- Native to: Sudan
- Region: Nuba Hills
- Ethnicity: Mesakin
- Native speakers: 67,000 (2022)
- Language family: Niger–Congo? KordofanianTalodi–HeibanTalodiNgile–DengebuDagik; ; ; ; ;
- Dialects: Arreme; Adobu; Tosari;
- Writing system: Latin

Language codes
- ISO 639-3: dec
- Glottolog: dagi1241

= Dagik language =

Talodi language spoken in Sudan

Dagik, or Dengebu, Dagig, Thakik, Buram, Reikha, is a Niger–Congo language in the Talodi family spoken in the Nuba Mountains in South Kordofan, Sudan. It is 80% lexically similar to Ngile, which is also spoken by the Mesakin people.
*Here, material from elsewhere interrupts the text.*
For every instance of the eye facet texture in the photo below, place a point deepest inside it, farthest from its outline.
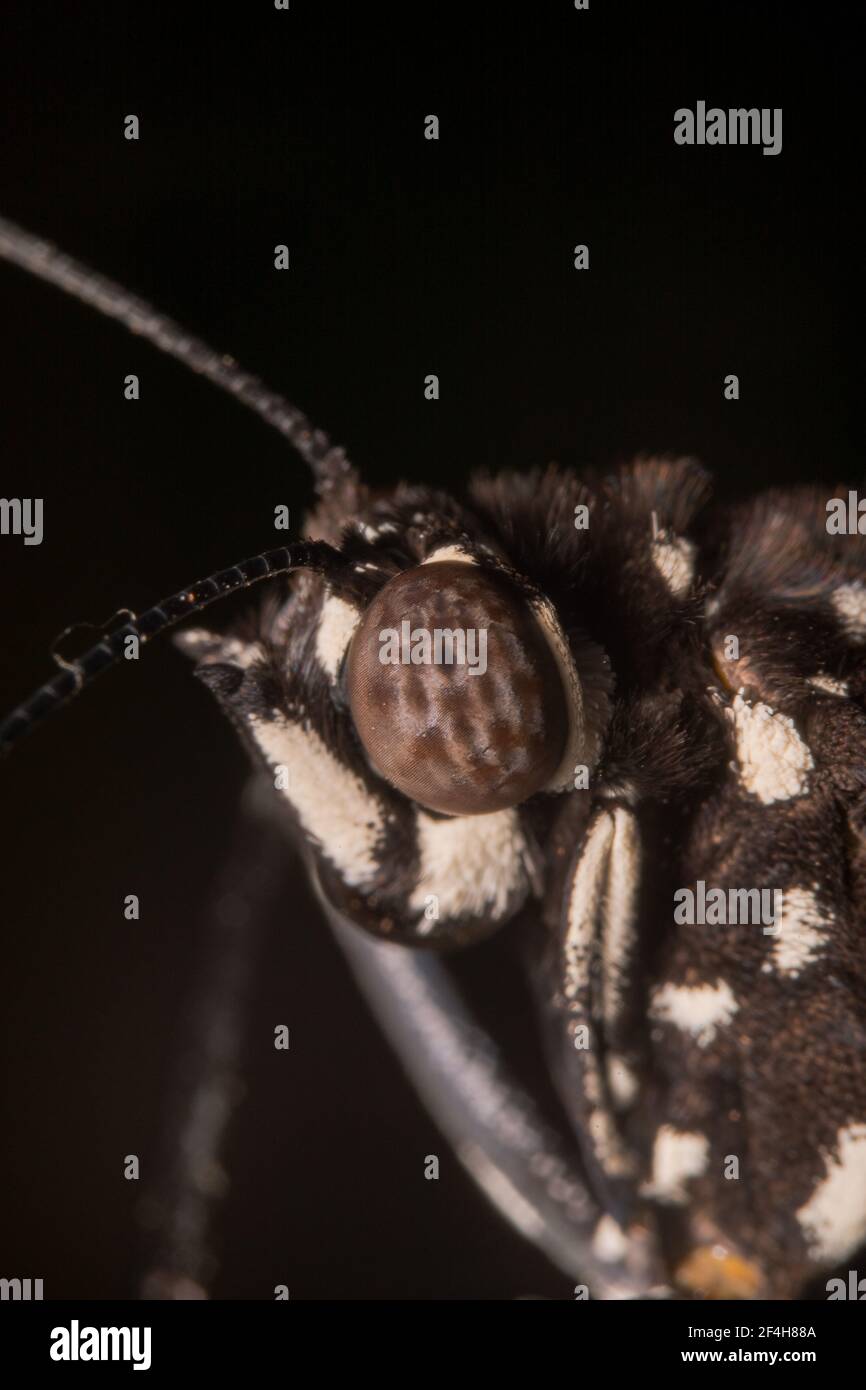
(455, 692)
The most comprehensive grammar is that of Vanderelst (2016).

== Phonology ==

=== Consonants ===

|  | Labial | Dental | Alveolar | Retroflex | Palatal | Velar | Glottal |
|---|---|---|---|---|---|---|---|
| Plosive | p | t̪ | t |  |  | k |  |
| Fricative | (f) |  | s |  |  |  | (h) |
| Nasal | m | n̪ | n |  |  | ŋ |  |
| Rhotic |  |  | r | ɽ |  |  |  |
| Approximant | w |  | l |  | j |  |  |

- Sounds /p, t̪, t, k/ can have intervocalic allophones as sonorants [β, ð, ɾ, ɣ], and voiced allophones [b, d̪, d, ɡ] when after nasals.
- Sounds [f, h] only have marginal status.
- /r/ can also be heard as a tap [ɾ] allophone.

=== Vowels ===

|  | Front | Central | Back |
| Close | i |  | u |
| ɪ |  | ʊ |
| Mid | ɛ | ə | ɔ |
| Open | a |  |  |

- /u/ can also assimilate to a close-mid [o] in different environments.